As part of its push for greater transparency and to combat fraud in the digital ecosystem, Unilever said over the weekend that the company would no longer work with influencers who buy followers. The company unveiled its new policy at the Cannes Lions Festival.
“The key to improving the situation is threefold: cleaning up the influencer ecosystem by removing misleading engagement; making brands and influencers more aware of the use of dishonest practices; and improving transparency from social platforms to help brands measure impact," said CMO Keith Weed.
In addition, Weed says Unilever brands themselves will never buy followers and the company will prioritize partners that help eradicate fraud and support increased visibility and transparency.
Marketers currently have limited visibility to accurately measure influencer programming and track authentic engagement, he says.
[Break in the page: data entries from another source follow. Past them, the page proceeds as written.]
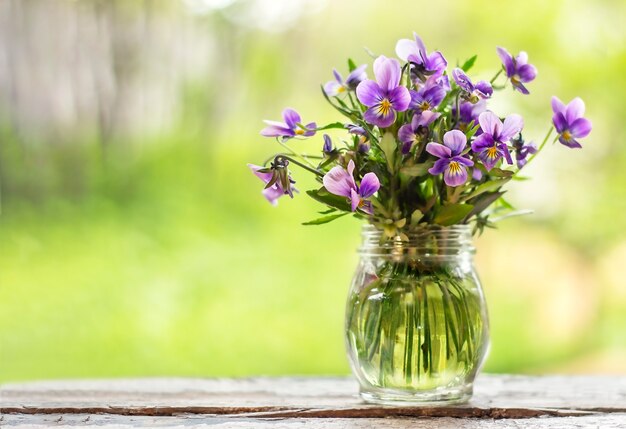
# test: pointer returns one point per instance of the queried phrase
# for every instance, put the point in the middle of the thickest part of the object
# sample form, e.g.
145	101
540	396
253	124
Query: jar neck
430	241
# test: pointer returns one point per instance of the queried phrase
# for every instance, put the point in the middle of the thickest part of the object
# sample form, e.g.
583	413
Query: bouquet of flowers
421	146
421	158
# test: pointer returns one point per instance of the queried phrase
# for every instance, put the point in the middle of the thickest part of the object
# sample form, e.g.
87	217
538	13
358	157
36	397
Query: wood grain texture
290	401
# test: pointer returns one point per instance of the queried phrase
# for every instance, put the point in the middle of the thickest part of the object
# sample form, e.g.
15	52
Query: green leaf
325	219
323	196
330	126
491	185
351	65
467	65
498	172
388	146
417	170
452	213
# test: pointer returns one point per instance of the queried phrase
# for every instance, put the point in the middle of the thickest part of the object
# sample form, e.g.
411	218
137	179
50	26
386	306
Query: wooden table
500	401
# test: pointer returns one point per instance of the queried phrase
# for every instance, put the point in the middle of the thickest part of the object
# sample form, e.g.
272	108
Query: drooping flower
424	64
491	145
341	182
522	150
517	69
451	163
481	90
292	126
408	134
385	96
282	182
469	113
569	122
338	86
428	96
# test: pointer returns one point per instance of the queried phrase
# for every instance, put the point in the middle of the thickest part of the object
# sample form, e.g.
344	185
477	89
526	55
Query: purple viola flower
337	86
425	64
469	113
517	69
408	134
385	96
522	150
569	122
290	128
276	190
341	182
427	97
451	163
481	90
491	145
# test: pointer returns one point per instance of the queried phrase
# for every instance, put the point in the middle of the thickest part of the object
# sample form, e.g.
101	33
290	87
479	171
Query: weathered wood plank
605	421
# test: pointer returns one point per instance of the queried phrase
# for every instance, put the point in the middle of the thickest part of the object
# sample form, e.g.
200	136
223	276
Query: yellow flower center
384	107
454	167
492	152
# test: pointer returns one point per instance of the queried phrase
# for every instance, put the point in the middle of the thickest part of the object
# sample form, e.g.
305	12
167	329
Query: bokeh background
134	241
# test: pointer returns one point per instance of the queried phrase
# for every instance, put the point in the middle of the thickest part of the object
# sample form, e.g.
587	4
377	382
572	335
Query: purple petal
406	48
513	124
439	167
406	134
455	174
558	106
375	116
484	89
332	88
387	72
462	80
490	123
520	87
291	118
559	122
438	150
527	72
276	130
574	110
571	143
369	93
507	61
369	185
339	182
455	140
580	128
400	98
355	199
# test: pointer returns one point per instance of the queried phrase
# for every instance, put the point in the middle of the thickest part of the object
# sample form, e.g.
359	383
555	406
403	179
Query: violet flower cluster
419	144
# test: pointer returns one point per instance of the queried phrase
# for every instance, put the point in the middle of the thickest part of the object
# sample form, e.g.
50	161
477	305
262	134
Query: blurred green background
134	241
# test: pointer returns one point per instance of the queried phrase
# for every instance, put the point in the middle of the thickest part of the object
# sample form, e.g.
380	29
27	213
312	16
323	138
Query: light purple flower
341	182
274	192
428	96
408	134
337	86
491	145
569	122
385	96
414	51
522	150
469	113
517	69
482	89
290	128
451	163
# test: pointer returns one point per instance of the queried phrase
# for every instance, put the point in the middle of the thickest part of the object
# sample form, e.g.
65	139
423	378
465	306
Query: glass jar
417	330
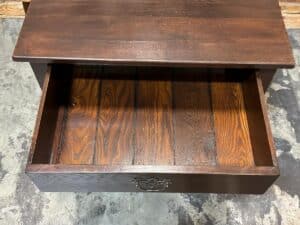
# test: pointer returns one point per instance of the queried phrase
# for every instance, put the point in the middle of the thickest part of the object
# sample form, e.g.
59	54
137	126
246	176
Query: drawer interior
101	115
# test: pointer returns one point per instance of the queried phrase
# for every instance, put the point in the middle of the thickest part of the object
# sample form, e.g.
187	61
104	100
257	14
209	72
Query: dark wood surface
182	178
97	124
225	33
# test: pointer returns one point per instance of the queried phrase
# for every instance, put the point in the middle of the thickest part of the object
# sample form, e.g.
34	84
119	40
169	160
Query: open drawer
102	128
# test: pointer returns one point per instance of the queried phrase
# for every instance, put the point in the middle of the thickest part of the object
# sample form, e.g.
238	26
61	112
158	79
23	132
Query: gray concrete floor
22	203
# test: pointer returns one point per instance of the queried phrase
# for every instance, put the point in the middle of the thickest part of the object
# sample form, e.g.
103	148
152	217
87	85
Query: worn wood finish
111	126
80	118
115	142
231	125
154	126
290	11
179	33
193	122
183	178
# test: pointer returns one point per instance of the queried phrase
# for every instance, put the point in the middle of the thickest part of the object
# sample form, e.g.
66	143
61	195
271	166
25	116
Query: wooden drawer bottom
152	129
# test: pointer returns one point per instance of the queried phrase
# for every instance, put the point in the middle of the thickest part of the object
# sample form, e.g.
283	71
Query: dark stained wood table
149	95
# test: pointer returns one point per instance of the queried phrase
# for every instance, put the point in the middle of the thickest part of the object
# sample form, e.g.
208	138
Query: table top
227	33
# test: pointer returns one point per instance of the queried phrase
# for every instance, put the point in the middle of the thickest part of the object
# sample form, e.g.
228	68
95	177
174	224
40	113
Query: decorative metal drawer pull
151	183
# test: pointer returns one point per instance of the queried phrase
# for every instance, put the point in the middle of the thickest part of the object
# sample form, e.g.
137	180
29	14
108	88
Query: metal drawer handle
151	183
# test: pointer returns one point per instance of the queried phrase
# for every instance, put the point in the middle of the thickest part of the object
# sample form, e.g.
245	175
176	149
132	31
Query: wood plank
115	139
151	32
154	126
193	123
231	127
289	9
78	135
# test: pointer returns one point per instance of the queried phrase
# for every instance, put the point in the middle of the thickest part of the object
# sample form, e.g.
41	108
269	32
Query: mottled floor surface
22	203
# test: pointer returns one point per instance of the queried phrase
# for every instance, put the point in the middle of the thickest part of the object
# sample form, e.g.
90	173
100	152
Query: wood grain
115	136
78	135
193	123
233	143
154	126
151	32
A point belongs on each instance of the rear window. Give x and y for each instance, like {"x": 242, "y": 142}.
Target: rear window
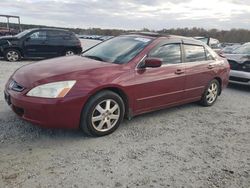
{"x": 194, "y": 53}
{"x": 60, "y": 35}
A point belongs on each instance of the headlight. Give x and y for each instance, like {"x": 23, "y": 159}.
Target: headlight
{"x": 52, "y": 90}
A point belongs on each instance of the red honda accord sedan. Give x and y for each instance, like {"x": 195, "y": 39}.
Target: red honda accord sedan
{"x": 125, "y": 76}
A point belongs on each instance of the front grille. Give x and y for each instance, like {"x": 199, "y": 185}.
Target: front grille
{"x": 237, "y": 79}
{"x": 13, "y": 85}
{"x": 239, "y": 67}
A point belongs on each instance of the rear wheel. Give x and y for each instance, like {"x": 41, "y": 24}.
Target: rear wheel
{"x": 211, "y": 93}
{"x": 102, "y": 114}
{"x": 12, "y": 55}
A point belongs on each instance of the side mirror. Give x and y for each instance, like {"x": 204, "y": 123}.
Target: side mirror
{"x": 152, "y": 62}
{"x": 27, "y": 39}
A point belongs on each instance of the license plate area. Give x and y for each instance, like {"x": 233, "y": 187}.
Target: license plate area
{"x": 7, "y": 98}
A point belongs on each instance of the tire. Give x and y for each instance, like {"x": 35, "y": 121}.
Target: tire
{"x": 97, "y": 119}
{"x": 69, "y": 52}
{"x": 211, "y": 93}
{"x": 12, "y": 55}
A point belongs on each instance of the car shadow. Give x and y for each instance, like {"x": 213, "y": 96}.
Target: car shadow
{"x": 239, "y": 87}
{"x": 19, "y": 129}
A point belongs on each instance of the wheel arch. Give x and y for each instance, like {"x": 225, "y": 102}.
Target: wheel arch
{"x": 119, "y": 91}
{"x": 220, "y": 82}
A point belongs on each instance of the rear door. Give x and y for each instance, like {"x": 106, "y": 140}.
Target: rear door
{"x": 163, "y": 86}
{"x": 200, "y": 69}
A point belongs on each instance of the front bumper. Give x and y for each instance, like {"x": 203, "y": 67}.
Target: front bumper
{"x": 47, "y": 113}
{"x": 239, "y": 77}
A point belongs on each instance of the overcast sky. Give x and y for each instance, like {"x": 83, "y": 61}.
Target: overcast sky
{"x": 131, "y": 14}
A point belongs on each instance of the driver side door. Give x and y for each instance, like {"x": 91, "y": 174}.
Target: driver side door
{"x": 163, "y": 86}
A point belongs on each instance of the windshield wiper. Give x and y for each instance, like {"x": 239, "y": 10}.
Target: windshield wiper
{"x": 93, "y": 57}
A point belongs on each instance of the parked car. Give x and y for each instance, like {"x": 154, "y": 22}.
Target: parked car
{"x": 39, "y": 43}
{"x": 229, "y": 49}
{"x": 122, "y": 77}
{"x": 239, "y": 60}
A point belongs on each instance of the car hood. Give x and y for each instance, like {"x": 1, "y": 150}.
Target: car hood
{"x": 239, "y": 58}
{"x": 59, "y": 69}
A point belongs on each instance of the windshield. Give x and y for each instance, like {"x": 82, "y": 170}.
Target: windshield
{"x": 244, "y": 49}
{"x": 202, "y": 39}
{"x": 19, "y": 35}
{"x": 118, "y": 50}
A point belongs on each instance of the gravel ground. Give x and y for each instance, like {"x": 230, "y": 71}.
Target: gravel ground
{"x": 186, "y": 146}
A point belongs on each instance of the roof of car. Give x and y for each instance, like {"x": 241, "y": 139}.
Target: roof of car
{"x": 158, "y": 35}
{"x": 48, "y": 28}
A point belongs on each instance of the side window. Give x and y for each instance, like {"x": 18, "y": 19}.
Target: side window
{"x": 169, "y": 53}
{"x": 209, "y": 55}
{"x": 39, "y": 35}
{"x": 58, "y": 35}
{"x": 194, "y": 53}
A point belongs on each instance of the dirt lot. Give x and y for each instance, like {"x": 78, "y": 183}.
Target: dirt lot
{"x": 186, "y": 146}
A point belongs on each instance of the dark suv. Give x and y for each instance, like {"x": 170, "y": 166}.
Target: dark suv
{"x": 39, "y": 43}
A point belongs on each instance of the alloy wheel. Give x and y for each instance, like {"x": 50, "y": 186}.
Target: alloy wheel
{"x": 105, "y": 115}
{"x": 212, "y": 93}
{"x": 12, "y": 55}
At the same time,marketers are relying more on influencers to get their marketing messages across, believing that such messages resonate with consumers.
“We need to take urgent action now to rebuild trust before it’s gone forever," says Weed. He cites the critical importance of this decision due to the "scale and scope" of influencer marketing. It is growing at pace and holds increasing sway as a way for brands to speak to people given influencers’ deep and direct connections with their audiences, he says.
The more people influencers reach, the more money they make, he points out. According to data collected by Captiv8, a company that connects influencers to brands, an influencer with 100,000 followers might earn an average of $2,000 for a promotional tweet, while an influencer with a million followers might earn $20,000.
Still, it is unclear how Unilever will effectively determine whether or not these influencers purchased followers. Or whether banned individuals will be able to challenge the decision. Unilever says it will use "a number of tools" and work closely with agency and platform partners to track fraudulent behavior when it sees it.
Nonetheless, the intention is clear, says Weed, reiterating his long-held belief that marketers need to rebuild trust back into the digital ecosystem and wider society and that platforms need to help eradicate fraud themselves.
"One of the ways we can do that is to increase integrity and transparency in the influencer space," says Weed.